Muda ou muda
Sem reformas, morremos todos… a Pátria e o povo
Publicado
emLuis Carlos Alcoforado
Vários ciclos econômicos contagiaram o Brasil, influenciados mais por produtos primários do que manufaturados.
A abundância de matéria-prima promoveu o desenvolvimento relativo, segundo a matriz econômica da moda, mas o esgotamento das fontes gerou vazios à falta de planejamento e investimento com os recursos amealhados com a produção de produtos sem valor agregado.
O setor primário da economia cresce porque temos terras e razoável política de incentivo seletivo.
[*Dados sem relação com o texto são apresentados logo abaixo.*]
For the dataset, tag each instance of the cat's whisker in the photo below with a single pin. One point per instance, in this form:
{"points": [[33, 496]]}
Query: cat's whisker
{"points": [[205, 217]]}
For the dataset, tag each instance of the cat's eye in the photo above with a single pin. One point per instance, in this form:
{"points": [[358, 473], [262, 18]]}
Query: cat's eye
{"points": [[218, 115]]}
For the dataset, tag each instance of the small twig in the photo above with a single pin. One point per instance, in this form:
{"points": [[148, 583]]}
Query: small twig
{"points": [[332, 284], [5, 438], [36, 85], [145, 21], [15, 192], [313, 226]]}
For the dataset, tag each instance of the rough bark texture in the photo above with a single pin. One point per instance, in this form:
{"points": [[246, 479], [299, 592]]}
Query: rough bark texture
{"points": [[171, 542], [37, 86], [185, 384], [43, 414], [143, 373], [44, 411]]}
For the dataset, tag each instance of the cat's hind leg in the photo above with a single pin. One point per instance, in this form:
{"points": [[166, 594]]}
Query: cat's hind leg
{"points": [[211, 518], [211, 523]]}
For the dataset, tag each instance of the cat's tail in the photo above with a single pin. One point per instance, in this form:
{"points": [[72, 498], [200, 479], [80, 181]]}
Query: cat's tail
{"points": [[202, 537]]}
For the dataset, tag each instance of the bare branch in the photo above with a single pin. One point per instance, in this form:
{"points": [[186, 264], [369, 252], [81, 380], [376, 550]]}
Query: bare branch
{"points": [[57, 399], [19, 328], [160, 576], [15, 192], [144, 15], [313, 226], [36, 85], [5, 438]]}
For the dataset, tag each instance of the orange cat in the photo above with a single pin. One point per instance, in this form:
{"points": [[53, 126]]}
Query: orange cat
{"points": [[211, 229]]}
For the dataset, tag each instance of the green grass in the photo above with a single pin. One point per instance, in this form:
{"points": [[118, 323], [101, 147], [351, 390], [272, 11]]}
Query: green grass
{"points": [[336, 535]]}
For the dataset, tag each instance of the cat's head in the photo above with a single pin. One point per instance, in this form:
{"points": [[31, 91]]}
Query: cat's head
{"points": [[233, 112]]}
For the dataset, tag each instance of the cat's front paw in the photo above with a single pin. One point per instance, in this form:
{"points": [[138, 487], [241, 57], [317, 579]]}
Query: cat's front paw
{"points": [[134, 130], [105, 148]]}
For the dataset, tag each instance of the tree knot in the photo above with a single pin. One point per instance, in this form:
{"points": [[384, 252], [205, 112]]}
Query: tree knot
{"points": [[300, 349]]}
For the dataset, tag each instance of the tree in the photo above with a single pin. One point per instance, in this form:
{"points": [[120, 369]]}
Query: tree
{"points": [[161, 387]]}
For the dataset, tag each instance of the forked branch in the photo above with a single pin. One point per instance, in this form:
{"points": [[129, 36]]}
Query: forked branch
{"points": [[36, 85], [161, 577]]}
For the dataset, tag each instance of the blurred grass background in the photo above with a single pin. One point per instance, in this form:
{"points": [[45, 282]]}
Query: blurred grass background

Há, na verdade, uma cultura de produção de alimentos, por força da qual o agronegócio se destaca na economia brasileira, com pujança.
Os ensinamentos resultantes da cambiante economia nacional foram incapazes de promover reformas consistentes para superar a perigosa dependência à atividade regulatória e concorrencial do estatismo, doença que, definitivamente, contagiou os postulados de uma economia, com pouquíssima presença ou importância do setor privado.
O capitalismo de Estado despreza os mais elementares princípios que sustentam uma economia capaz de organizar os agentes de produção, segundo os valores da liberdade de iniciativa, com mínima intervenção estatal em situações extraordinárias.
A presença de Estado intervencionista e regulatório é típica da economia brasileira, que hoje enfrenta dificuldades para desvencilhar-se da excessiva presença estatal.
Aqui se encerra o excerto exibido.